A US local government runs an in-house development team that builds the applications its residents actually touch, the public-facing services where a security slip is not a private embarrassment but a public one. The team was capable, but there was no formal software development lifecycle holding the work together, and security tended to be considered late, if at all. For code that sits in front of the public and handles residents’ information, that is a real exposure: vulnerabilities slipping into production, inconsistent practice between developers, and no repeatable way to catch problems before release. They wanted to put a proper, secure SDLC in place and lift the whole team’s secure-coding practice.
02
The approach
We came in on the strategy and process side rather than to write their code for them. We started by reviewing how the team actually worked, from how requirements were captured through to how code was built, tested and released, and measured that against recognised secure-development and secure-coding best practice. From there we designed a software development lifecycle that fit their team and their stack, with security built into each stage rather than tacked on at the end: threat-aware requirements and design, secure-coding standards for their day-to-day work in .NET, React and Xamarin, security checks and dependency scanning wired into their DevOps build pipelines, and test and review gates that have to pass before anything ships. We set it up to run inside the tools they already used, including Jira for tracking the work, so the new process felt like a sharpening of how they worked rather than a foreign imposition.
03
The outcome
The team came away with a defined, repeatable secure SDLC and a clearly raised baseline for how secure their code has to be before it reaches the public. Security is now considered from the first requirement instead of discovered after release, the practice is consistent across developers rather than down to individual habit, and the build pipeline catches a class of problems automatically that used to slip through.
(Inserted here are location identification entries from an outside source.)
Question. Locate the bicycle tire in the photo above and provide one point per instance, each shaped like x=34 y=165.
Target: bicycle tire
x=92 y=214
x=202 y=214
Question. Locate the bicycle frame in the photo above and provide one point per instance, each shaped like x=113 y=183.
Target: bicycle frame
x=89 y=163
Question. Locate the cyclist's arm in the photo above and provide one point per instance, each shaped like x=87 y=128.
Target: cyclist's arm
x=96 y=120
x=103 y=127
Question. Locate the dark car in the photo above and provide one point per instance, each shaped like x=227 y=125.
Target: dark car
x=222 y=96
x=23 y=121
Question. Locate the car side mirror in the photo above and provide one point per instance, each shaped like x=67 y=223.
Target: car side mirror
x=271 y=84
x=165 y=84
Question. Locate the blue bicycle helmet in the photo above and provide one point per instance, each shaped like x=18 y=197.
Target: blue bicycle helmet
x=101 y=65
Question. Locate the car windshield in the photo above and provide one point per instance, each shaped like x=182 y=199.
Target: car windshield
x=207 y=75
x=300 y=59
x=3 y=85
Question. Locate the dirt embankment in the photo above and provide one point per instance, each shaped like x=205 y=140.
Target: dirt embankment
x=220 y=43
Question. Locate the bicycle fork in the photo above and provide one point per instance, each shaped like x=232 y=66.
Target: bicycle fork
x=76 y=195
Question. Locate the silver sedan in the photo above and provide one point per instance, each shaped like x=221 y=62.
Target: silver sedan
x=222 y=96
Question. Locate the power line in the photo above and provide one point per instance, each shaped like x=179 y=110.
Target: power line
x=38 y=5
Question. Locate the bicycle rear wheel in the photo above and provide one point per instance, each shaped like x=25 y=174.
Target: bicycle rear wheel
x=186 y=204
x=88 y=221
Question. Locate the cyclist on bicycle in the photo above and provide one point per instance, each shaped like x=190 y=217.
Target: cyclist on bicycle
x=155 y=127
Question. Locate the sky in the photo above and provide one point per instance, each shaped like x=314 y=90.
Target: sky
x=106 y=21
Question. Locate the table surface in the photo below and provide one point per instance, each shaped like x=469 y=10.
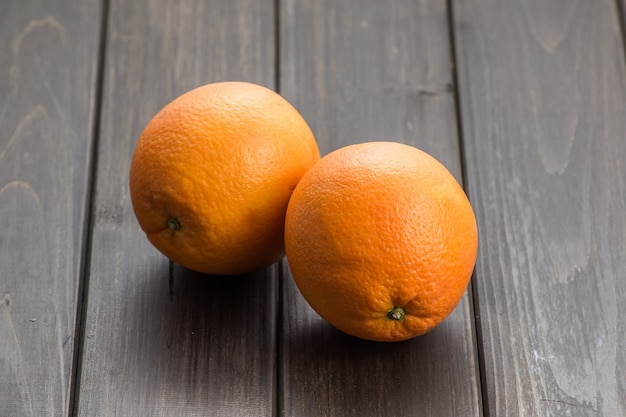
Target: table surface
x=524 y=101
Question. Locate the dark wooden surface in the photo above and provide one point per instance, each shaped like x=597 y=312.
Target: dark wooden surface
x=523 y=100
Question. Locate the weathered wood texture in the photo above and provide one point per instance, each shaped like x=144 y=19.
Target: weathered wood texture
x=160 y=342
x=48 y=60
x=543 y=98
x=361 y=71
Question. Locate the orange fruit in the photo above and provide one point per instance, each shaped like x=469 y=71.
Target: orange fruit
x=381 y=240
x=212 y=174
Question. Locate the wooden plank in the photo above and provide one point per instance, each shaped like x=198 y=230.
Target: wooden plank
x=163 y=342
x=543 y=98
x=360 y=71
x=47 y=83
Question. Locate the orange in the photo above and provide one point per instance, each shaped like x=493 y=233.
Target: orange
x=381 y=240
x=212 y=174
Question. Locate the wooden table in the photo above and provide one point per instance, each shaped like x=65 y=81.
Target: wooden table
x=523 y=100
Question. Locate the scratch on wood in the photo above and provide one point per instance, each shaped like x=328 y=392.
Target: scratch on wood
x=20 y=131
x=8 y=334
x=48 y=21
x=549 y=25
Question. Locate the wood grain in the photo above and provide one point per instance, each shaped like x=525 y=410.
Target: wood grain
x=543 y=93
x=361 y=71
x=161 y=341
x=47 y=84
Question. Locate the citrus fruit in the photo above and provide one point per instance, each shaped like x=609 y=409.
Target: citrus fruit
x=381 y=240
x=212 y=174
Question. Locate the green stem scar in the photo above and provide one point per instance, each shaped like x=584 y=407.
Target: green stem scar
x=397 y=314
x=173 y=223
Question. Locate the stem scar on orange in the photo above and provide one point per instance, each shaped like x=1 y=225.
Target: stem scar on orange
x=212 y=174
x=381 y=240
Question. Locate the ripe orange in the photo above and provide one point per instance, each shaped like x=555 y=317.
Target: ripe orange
x=212 y=174
x=381 y=240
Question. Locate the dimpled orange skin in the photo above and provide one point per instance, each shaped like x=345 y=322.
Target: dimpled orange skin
x=212 y=174
x=380 y=227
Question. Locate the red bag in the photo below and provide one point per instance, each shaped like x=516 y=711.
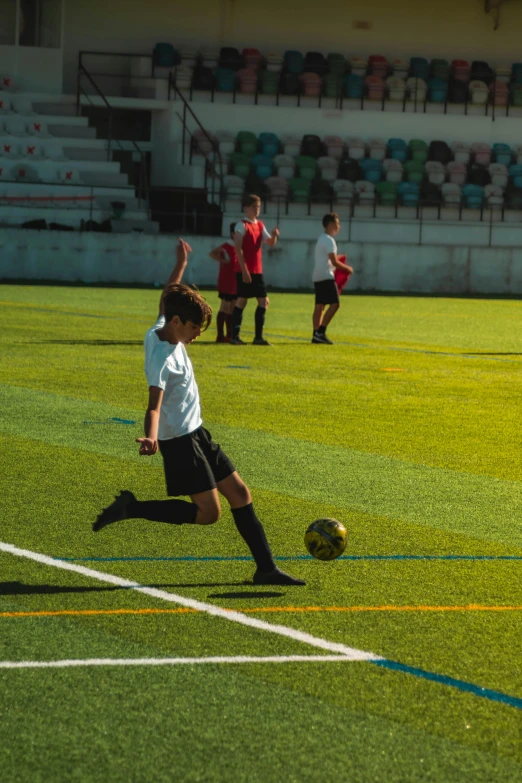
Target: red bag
x=340 y=276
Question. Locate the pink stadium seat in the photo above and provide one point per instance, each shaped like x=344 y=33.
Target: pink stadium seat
x=38 y=128
x=400 y=67
x=479 y=92
x=451 y=193
x=494 y=195
x=499 y=93
x=461 y=152
x=376 y=87
x=31 y=150
x=461 y=69
x=253 y=58
x=334 y=147
x=457 y=172
x=396 y=88
x=291 y=145
x=481 y=153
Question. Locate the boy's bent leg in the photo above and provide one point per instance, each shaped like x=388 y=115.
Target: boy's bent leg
x=173 y=512
x=251 y=530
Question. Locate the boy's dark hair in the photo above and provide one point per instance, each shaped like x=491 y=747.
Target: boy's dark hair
x=188 y=304
x=250 y=200
x=331 y=217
For a public-facing government team, that means less risk sitting in production and a process they can keep applying to every new piece of work.
Summary & benefits
A defined, repeatable secure software development lifecycle for an in-house government dev team.
Secure-development and secure-coding best practice embedded across requirements, design, code, build, test and release.
Security checks and dependency scanning wired into the team’s DevOps pipelines.
A consistently higher security baseline for public-facing code, built in from the first requirement.